Sep 1, 2014

Laboring Day

     Some old working photos from Alabama History on this Labor Day...what kind of work did your Great-Grandparents do?

 
A farm equipment demonstration held in Elmore County, Alabama, in February, 1928.


 Children working in a Cotton Mill in Pell City, Alabama. The photograph was taken in 1910. Notice the cotton fibers on the children's clothing.

 




Bessie mine, Jefferson County, Alabama





Charlie Foster has a steady job in the Merrimack Mills in Huntsville. School Record says he is now ten years old. His father told me that he could not read, and still he is putting him into the mill.

 


School children rehearsing Maypole festivity in Gee's Bend, Alabama: photo by Marion Post Wolcott, May 1939 (Farm Security Administration)



 

Tenant farmer Charlie McGuire plows his field with a team of mules on his Pike County farm in this April 1939 photograph by Marion Wolcott.
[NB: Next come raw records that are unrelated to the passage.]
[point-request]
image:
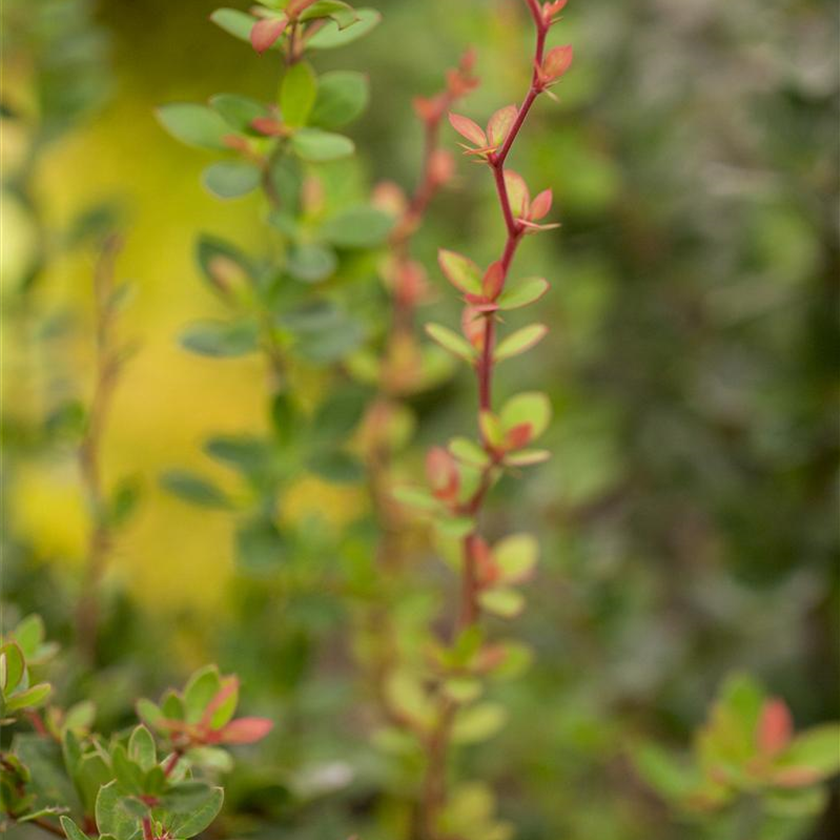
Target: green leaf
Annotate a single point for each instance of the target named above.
(527, 457)
(520, 341)
(317, 146)
(664, 773)
(532, 408)
(343, 14)
(311, 262)
(149, 712)
(12, 667)
(247, 454)
(455, 527)
(71, 830)
(469, 452)
(231, 179)
(340, 413)
(112, 817)
(478, 723)
(261, 547)
(522, 293)
(44, 760)
(342, 96)
(91, 773)
(31, 698)
(188, 825)
(416, 497)
(220, 262)
(516, 556)
(202, 687)
(817, 749)
(461, 272)
(452, 342)
(297, 94)
(188, 796)
(141, 748)
(506, 603)
(218, 339)
(129, 775)
(331, 36)
(194, 489)
(336, 466)
(195, 125)
(358, 227)
(238, 111)
(235, 23)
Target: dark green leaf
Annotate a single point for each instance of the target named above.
(342, 96)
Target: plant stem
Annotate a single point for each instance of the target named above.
(437, 747)
(89, 453)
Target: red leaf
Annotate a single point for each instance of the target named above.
(775, 726)
(468, 129)
(442, 472)
(245, 730)
(473, 325)
(268, 126)
(265, 32)
(488, 570)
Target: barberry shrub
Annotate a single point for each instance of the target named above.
(749, 770)
(156, 780)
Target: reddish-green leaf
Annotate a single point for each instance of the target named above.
(461, 272)
(468, 129)
(523, 293)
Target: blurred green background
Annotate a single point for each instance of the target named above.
(688, 518)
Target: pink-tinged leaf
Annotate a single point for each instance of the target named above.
(775, 726)
(468, 129)
(473, 325)
(520, 341)
(264, 33)
(443, 475)
(268, 126)
(493, 280)
(485, 564)
(460, 271)
(541, 205)
(794, 777)
(554, 8)
(557, 62)
(518, 195)
(500, 123)
(246, 730)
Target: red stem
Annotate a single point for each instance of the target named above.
(434, 786)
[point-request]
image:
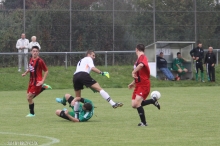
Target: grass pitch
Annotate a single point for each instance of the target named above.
(189, 116)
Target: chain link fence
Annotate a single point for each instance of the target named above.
(105, 25)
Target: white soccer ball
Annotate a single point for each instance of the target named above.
(155, 94)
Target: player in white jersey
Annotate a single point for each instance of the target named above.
(82, 77)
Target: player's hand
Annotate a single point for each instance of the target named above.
(39, 83)
(73, 102)
(93, 90)
(105, 74)
(133, 74)
(130, 86)
(66, 112)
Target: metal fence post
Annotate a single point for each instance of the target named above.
(66, 60)
(217, 58)
(105, 58)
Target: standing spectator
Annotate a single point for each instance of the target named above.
(141, 83)
(197, 54)
(34, 43)
(210, 61)
(178, 65)
(22, 46)
(162, 65)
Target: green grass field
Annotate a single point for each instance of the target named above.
(189, 116)
(61, 78)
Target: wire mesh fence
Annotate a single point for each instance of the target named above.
(106, 25)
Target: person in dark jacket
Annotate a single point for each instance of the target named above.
(162, 65)
(210, 61)
(197, 54)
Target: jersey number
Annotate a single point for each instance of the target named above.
(79, 62)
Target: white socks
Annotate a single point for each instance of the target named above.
(107, 97)
(76, 110)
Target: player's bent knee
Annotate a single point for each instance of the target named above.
(58, 112)
(67, 96)
(70, 99)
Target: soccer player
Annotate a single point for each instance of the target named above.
(178, 65)
(210, 61)
(36, 82)
(80, 113)
(82, 77)
(141, 82)
(197, 54)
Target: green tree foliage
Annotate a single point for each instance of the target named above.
(96, 26)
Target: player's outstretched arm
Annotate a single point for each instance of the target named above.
(131, 85)
(25, 73)
(100, 72)
(70, 117)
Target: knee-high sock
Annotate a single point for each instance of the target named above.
(141, 114)
(31, 107)
(76, 110)
(106, 97)
(146, 102)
Dexter Avenue, late 1800's
"The Sam McCall family of Wilcox County, Alabama" 1910. 1998 print from the original glass plate negative.
Records of the Bureau of Agricultural Economics.
(83-FA-5005)













locomotive number 209 in Decatur, Alabama, taken around 1915.









Looking at pictures: Brown McDowell working as an usher in the Princess Theater in 1911. He worked 12-hour days but could barely read in Birmingham, Alabama.

Whatever your work, a Happy Labor Day 2014!